Water is hydrogen and oxygen. Hydrogen has 2 isotopes, Deuterium & Tritium. OK Tritium might be radioactive, but its not there. (Besides it's probably worth so much that there would be a race to get it). The longest life isotope of Oxygen is O15 which has a half life of 2 minutes, so its not a problem.

So water is not the issue.

It's the dissolved solids or suspended solids (sludge) in the water that is radioactive. If it's a sludge, it should be filterable. If its dissolved salts, there is probably a way to precipitate the radioactive bits. Failing that, evaporation should separate it out.

Comment Lets face it. We can't stop spying. (Score 1) 749

The solution is to make all federal government source information available online. No secrets. All phone records, webcams, mics, the lot. If my taxes paid for data collection, then I want access to it.

My reasoning is that anybody (in the right place, with the right equipment) could intercept cell phone conversations.

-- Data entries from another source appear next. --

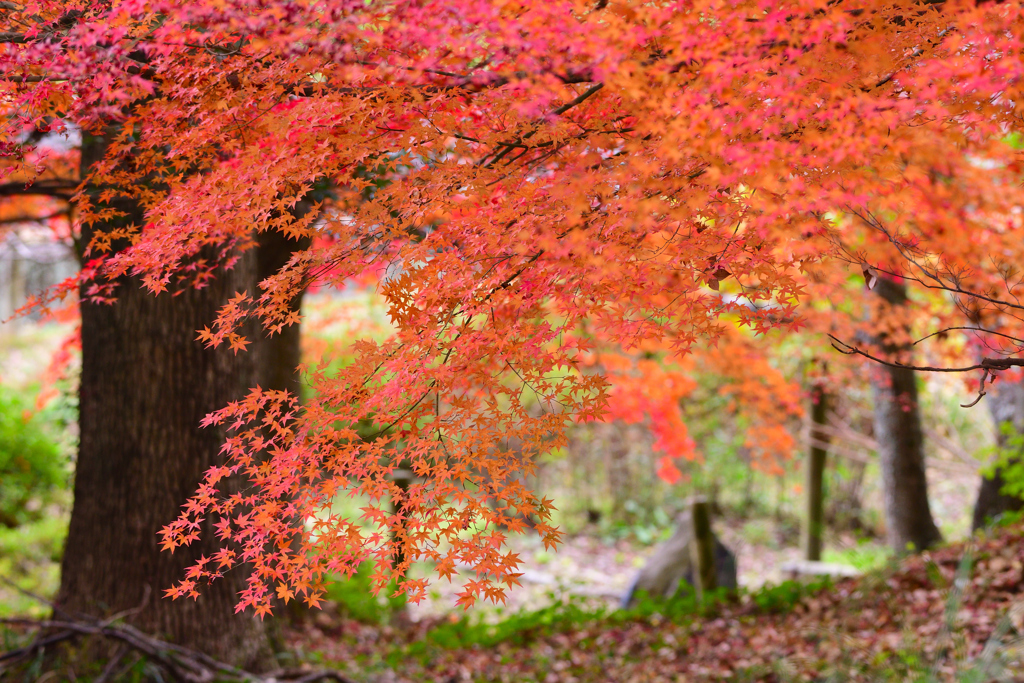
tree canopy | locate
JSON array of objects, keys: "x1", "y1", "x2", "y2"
[{"x1": 0, "y1": 0, "x2": 1024, "y2": 613}]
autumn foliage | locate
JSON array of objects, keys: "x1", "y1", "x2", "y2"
[{"x1": 0, "y1": 0, "x2": 1024, "y2": 613}]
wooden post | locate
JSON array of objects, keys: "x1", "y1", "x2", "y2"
[
  {"x1": 690, "y1": 498, "x2": 717, "y2": 602},
  {"x1": 800, "y1": 384, "x2": 828, "y2": 562}
]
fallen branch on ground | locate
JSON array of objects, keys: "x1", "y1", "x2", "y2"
[{"x1": 0, "y1": 618, "x2": 351, "y2": 683}]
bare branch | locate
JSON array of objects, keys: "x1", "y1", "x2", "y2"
[{"x1": 0, "y1": 617, "x2": 351, "y2": 683}]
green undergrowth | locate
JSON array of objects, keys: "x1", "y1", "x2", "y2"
[{"x1": 327, "y1": 562, "x2": 406, "y2": 625}]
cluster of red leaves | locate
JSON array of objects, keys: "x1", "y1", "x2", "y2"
[
  {"x1": 6, "y1": 0, "x2": 1024, "y2": 613},
  {"x1": 292, "y1": 527, "x2": 1024, "y2": 683}
]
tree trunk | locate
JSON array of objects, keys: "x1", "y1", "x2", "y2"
[
  {"x1": 57, "y1": 131, "x2": 272, "y2": 669},
  {"x1": 870, "y1": 278, "x2": 942, "y2": 553},
  {"x1": 971, "y1": 381, "x2": 1024, "y2": 530},
  {"x1": 254, "y1": 224, "x2": 310, "y2": 399},
  {"x1": 801, "y1": 384, "x2": 828, "y2": 561}
]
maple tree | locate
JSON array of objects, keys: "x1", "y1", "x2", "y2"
[{"x1": 0, "y1": 0, "x2": 1024, "y2": 626}]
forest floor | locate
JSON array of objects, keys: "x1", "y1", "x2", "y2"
[{"x1": 287, "y1": 524, "x2": 1024, "y2": 683}]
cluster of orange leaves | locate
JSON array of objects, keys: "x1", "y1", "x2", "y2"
[{"x1": 6, "y1": 0, "x2": 1024, "y2": 613}]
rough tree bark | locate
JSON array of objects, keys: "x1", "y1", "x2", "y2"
[
  {"x1": 870, "y1": 278, "x2": 942, "y2": 553},
  {"x1": 56, "y1": 131, "x2": 272, "y2": 669},
  {"x1": 801, "y1": 384, "x2": 828, "y2": 561},
  {"x1": 971, "y1": 380, "x2": 1024, "y2": 530}
]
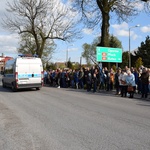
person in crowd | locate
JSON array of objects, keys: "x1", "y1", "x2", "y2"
[
  {"x1": 109, "y1": 68, "x2": 115, "y2": 91},
  {"x1": 118, "y1": 70, "x2": 127, "y2": 97},
  {"x1": 69, "y1": 70, "x2": 75, "y2": 88},
  {"x1": 141, "y1": 68, "x2": 149, "y2": 98},
  {"x1": 74, "y1": 69, "x2": 79, "y2": 89},
  {"x1": 92, "y1": 69, "x2": 99, "y2": 93},
  {"x1": 115, "y1": 68, "x2": 121, "y2": 95},
  {"x1": 132, "y1": 68, "x2": 139, "y2": 92},
  {"x1": 86, "y1": 68, "x2": 92, "y2": 92},
  {"x1": 44, "y1": 70, "x2": 47, "y2": 84},
  {"x1": 61, "y1": 69, "x2": 66, "y2": 88},
  {"x1": 126, "y1": 70, "x2": 136, "y2": 98},
  {"x1": 99, "y1": 68, "x2": 107, "y2": 90},
  {"x1": 55, "y1": 69, "x2": 62, "y2": 88},
  {"x1": 104, "y1": 67, "x2": 109, "y2": 90},
  {"x1": 79, "y1": 68, "x2": 84, "y2": 89}
]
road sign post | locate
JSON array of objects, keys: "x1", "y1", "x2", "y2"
[{"x1": 96, "y1": 47, "x2": 122, "y2": 63}]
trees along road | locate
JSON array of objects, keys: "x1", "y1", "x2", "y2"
[{"x1": 0, "y1": 81, "x2": 150, "y2": 150}]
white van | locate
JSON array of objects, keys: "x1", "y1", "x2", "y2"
[{"x1": 2, "y1": 55, "x2": 43, "y2": 91}]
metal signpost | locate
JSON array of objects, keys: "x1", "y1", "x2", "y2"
[{"x1": 96, "y1": 47, "x2": 122, "y2": 63}]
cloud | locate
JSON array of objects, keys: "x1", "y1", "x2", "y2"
[
  {"x1": 0, "y1": 34, "x2": 18, "y2": 54},
  {"x1": 111, "y1": 22, "x2": 140, "y2": 40},
  {"x1": 141, "y1": 25, "x2": 150, "y2": 33},
  {"x1": 111, "y1": 22, "x2": 129, "y2": 30},
  {"x1": 82, "y1": 28, "x2": 93, "y2": 34}
]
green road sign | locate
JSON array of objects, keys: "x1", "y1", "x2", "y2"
[{"x1": 96, "y1": 47, "x2": 122, "y2": 63}]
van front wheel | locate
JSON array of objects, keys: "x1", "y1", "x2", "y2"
[{"x1": 36, "y1": 87, "x2": 40, "y2": 90}]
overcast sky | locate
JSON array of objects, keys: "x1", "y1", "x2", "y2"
[{"x1": 0, "y1": 0, "x2": 150, "y2": 62}]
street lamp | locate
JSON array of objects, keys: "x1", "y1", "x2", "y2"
[{"x1": 129, "y1": 24, "x2": 140, "y2": 68}]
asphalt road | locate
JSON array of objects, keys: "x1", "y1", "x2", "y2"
[{"x1": 0, "y1": 79, "x2": 150, "y2": 150}]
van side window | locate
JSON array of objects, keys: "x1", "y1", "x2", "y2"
[{"x1": 5, "y1": 66, "x2": 13, "y2": 74}]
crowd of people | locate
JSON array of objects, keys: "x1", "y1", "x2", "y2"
[{"x1": 44, "y1": 66, "x2": 150, "y2": 98}]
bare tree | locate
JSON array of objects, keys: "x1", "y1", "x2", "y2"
[
  {"x1": 3, "y1": 0, "x2": 80, "y2": 57},
  {"x1": 72, "y1": 0, "x2": 142, "y2": 46}
]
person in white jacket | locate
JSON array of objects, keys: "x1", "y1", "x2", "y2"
[
  {"x1": 126, "y1": 70, "x2": 136, "y2": 98},
  {"x1": 118, "y1": 70, "x2": 127, "y2": 97}
]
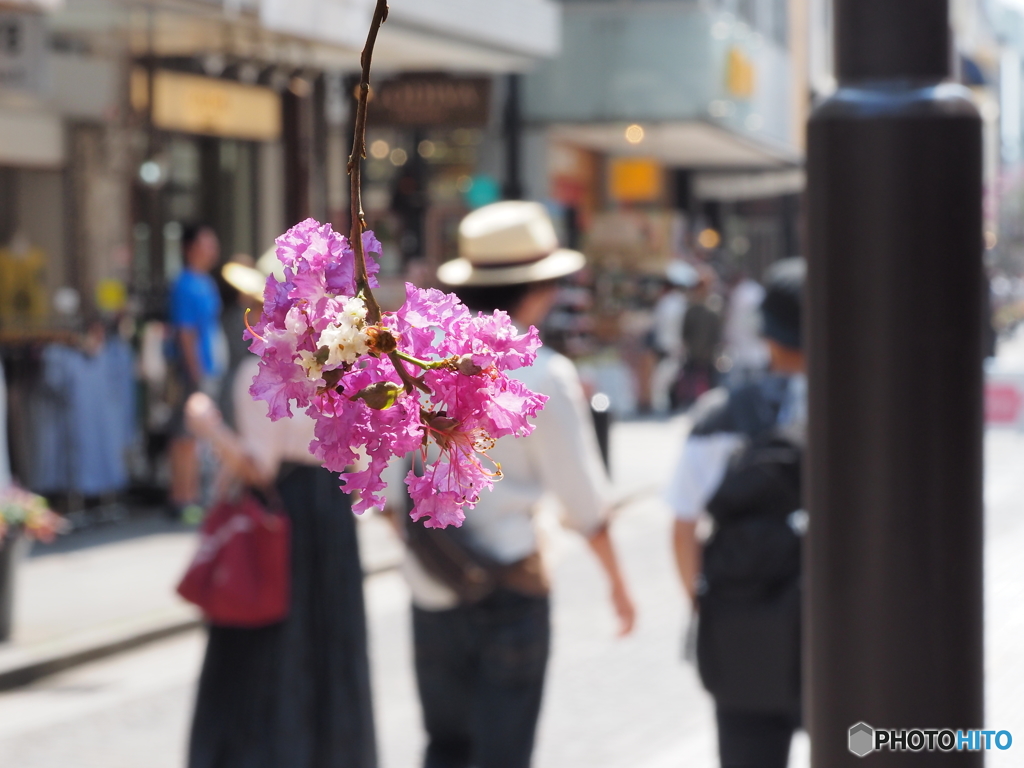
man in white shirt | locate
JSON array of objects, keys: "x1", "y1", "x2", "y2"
[{"x1": 397, "y1": 202, "x2": 634, "y2": 768}]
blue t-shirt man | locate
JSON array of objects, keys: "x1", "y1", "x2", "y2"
[{"x1": 171, "y1": 268, "x2": 221, "y2": 383}]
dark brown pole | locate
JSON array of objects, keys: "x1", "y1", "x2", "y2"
[{"x1": 805, "y1": 0, "x2": 983, "y2": 768}]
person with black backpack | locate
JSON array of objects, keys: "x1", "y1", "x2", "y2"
[{"x1": 668, "y1": 258, "x2": 807, "y2": 768}]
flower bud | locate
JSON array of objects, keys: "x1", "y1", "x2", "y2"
[
  {"x1": 366, "y1": 326, "x2": 398, "y2": 354},
  {"x1": 455, "y1": 354, "x2": 483, "y2": 376},
  {"x1": 351, "y1": 381, "x2": 404, "y2": 411}
]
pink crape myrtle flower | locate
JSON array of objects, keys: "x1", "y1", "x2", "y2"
[{"x1": 247, "y1": 219, "x2": 547, "y2": 527}]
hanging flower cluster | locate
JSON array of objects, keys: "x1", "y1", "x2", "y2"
[
  {"x1": 247, "y1": 219, "x2": 547, "y2": 527},
  {"x1": 0, "y1": 485, "x2": 66, "y2": 544}
]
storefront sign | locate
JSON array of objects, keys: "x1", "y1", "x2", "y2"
[
  {"x1": 0, "y1": 11, "x2": 46, "y2": 92},
  {"x1": 0, "y1": 110, "x2": 65, "y2": 168},
  {"x1": 370, "y1": 75, "x2": 490, "y2": 128},
  {"x1": 725, "y1": 48, "x2": 757, "y2": 99},
  {"x1": 149, "y1": 71, "x2": 281, "y2": 141},
  {"x1": 608, "y1": 158, "x2": 663, "y2": 203}
]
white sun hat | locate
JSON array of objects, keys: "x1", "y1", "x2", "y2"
[
  {"x1": 437, "y1": 200, "x2": 587, "y2": 286},
  {"x1": 220, "y1": 246, "x2": 285, "y2": 301}
]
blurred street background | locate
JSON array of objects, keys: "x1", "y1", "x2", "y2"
[
  {"x1": 0, "y1": 0, "x2": 1024, "y2": 768},
  {"x1": 0, "y1": 325, "x2": 1024, "y2": 768}
]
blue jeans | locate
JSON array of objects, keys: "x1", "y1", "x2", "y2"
[{"x1": 413, "y1": 590, "x2": 551, "y2": 768}]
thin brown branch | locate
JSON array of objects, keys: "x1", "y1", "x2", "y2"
[{"x1": 348, "y1": 0, "x2": 387, "y2": 326}]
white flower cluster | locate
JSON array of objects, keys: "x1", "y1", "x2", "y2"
[{"x1": 316, "y1": 296, "x2": 370, "y2": 367}]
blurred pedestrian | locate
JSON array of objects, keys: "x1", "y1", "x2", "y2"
[
  {"x1": 187, "y1": 258, "x2": 377, "y2": 768},
  {"x1": 668, "y1": 258, "x2": 806, "y2": 768},
  {"x1": 397, "y1": 202, "x2": 634, "y2": 768},
  {"x1": 722, "y1": 270, "x2": 769, "y2": 386},
  {"x1": 170, "y1": 224, "x2": 224, "y2": 521},
  {"x1": 673, "y1": 265, "x2": 722, "y2": 408},
  {"x1": 649, "y1": 260, "x2": 700, "y2": 414}
]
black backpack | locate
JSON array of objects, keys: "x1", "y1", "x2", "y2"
[{"x1": 697, "y1": 387, "x2": 805, "y2": 716}]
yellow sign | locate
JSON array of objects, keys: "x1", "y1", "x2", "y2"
[
  {"x1": 725, "y1": 48, "x2": 757, "y2": 98},
  {"x1": 145, "y1": 70, "x2": 281, "y2": 141},
  {"x1": 608, "y1": 158, "x2": 662, "y2": 203},
  {"x1": 96, "y1": 278, "x2": 128, "y2": 312}
]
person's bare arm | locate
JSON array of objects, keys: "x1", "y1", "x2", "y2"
[
  {"x1": 178, "y1": 328, "x2": 203, "y2": 385},
  {"x1": 587, "y1": 525, "x2": 636, "y2": 637},
  {"x1": 672, "y1": 520, "x2": 700, "y2": 609},
  {"x1": 185, "y1": 392, "x2": 273, "y2": 487}
]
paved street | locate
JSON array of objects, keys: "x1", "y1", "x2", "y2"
[{"x1": 0, "y1": 409, "x2": 1024, "y2": 768}]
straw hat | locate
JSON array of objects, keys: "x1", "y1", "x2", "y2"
[
  {"x1": 437, "y1": 201, "x2": 587, "y2": 286},
  {"x1": 220, "y1": 246, "x2": 285, "y2": 301}
]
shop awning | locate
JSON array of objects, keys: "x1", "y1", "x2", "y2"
[
  {"x1": 259, "y1": 0, "x2": 561, "y2": 72},
  {"x1": 550, "y1": 121, "x2": 800, "y2": 169}
]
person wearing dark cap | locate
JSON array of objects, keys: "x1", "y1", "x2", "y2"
[{"x1": 667, "y1": 258, "x2": 807, "y2": 768}]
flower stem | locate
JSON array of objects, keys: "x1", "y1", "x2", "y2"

Even fixed wirelines could be intercepted by inductance methods. Webcams could be placed and focussed on public spaces all over, and the output uploaded to a website. Just like London. Anybody with people recognition software could then download those files and know where anybody is, now, last week, last year. At the moment, the more money you have, the more information you can buy.

All requiring no trespass, and probably quite legal. At the moment, you just need lots of $$$.

I am not particularly worried if anybody knows where I am or was, or what I said. I suppose cheating spouses might worry. And people engaged in criminal enterprise. Those who are concerned about communications privacy will just have to work harder at encryption and adjust their lives.

And that charge against Snowden that he has alerted terrorists to "spying methods". Oh Please. Even years ago, Bin Laden just didn't use phones. I really cannot imagine any terrorist who was idiot enough to trust a telephone to have got past year 6.